Que se LIXE, e bem, quem conduziu este país a esta situação, como resultado de dezenas de anos de má governação, sem cuidar dos interesses e necessidades das pessoas. Gastando o dinheiro desta e das próximas gerações.
Que se LIXE, e bem, esta Europa sem valores liderada por gente sem dimensão e que coloca todo o seu esforço no LUCRO e no PODER.
Que se LIXE, e bem, quem não percebe que o que temos de fazer precisa de tempo para ser BEM FEITO, e tenta MAIS UMA VEZ tirar vantagens disso. Fazer depressa, com o SOFRIMENTO desnecessário, é só mais do mesmo que nos conduziu até aqui.
Que se LIXEM, e bem, os autores da fraude do BPN, e de todas as outras fraudes. E quem devia ter verificado e fiscalizado, e foi negligente. E quem não faz tudo o que pode para recuperar o dinheiro roubado.

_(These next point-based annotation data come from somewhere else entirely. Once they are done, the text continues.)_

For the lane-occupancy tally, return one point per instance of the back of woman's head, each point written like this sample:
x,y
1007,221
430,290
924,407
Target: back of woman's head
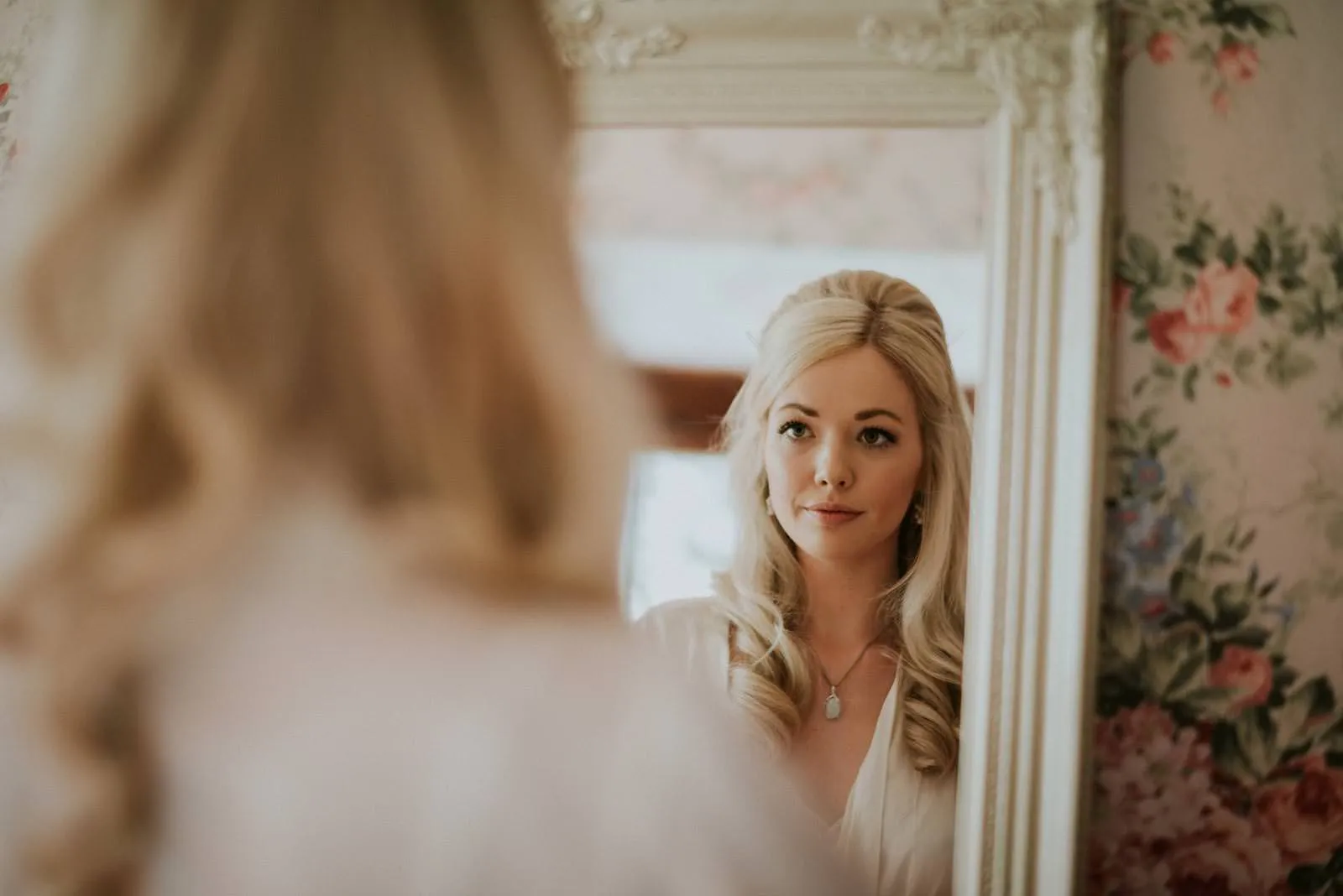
x,y
262,235
924,608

Fazem e dizem isto com cantigas e com manifestações pacíficas, mostrando que são um povo nobre; um povo que vai para a rua de coração nas mãos. E faz todo o sentido.
Eu estarei sempre desse lado. Sem demagogia. Sem populismo. Sem mais ENGANOS.
E faço minhas as palavras de Miguel Torga “É impossível que o tempo actual não seja o amanhecer doutra era, onde os homens signifiquem apenas um instinto às ordens da primeira solicitação. Tudo quanto era coerência, dignidade, hombridade, respeito humano, foi-se. Os dois ou três casos pessoais que conheço do século passado, levam-me a concluir que era uma gente naturalmente cheia de limitações, mas digna, direita, capaz de repetir no fim da vida a palavra com que se comprometera no início dela. Além disso heróica nas suas dores, sofrendo-as ao mesmo tempo com a tristeza do animal e a grandeza da pessoa. Agora é esta ferocidade que se vê, esta coragem que não dá para deixar abrir um panarício ou parir um filho sem anestesia, esta tartufice, que a gente chega a perguntar que diferença haverá entre uma humanidade que é daqui, dali, de acolá, conforme a brisa, e uma colónia de bichos que sentem a humidade ou o cheiro do alimento de certo lado, e não têm mais nenhuma hesitação nem mais nenhum entrave”.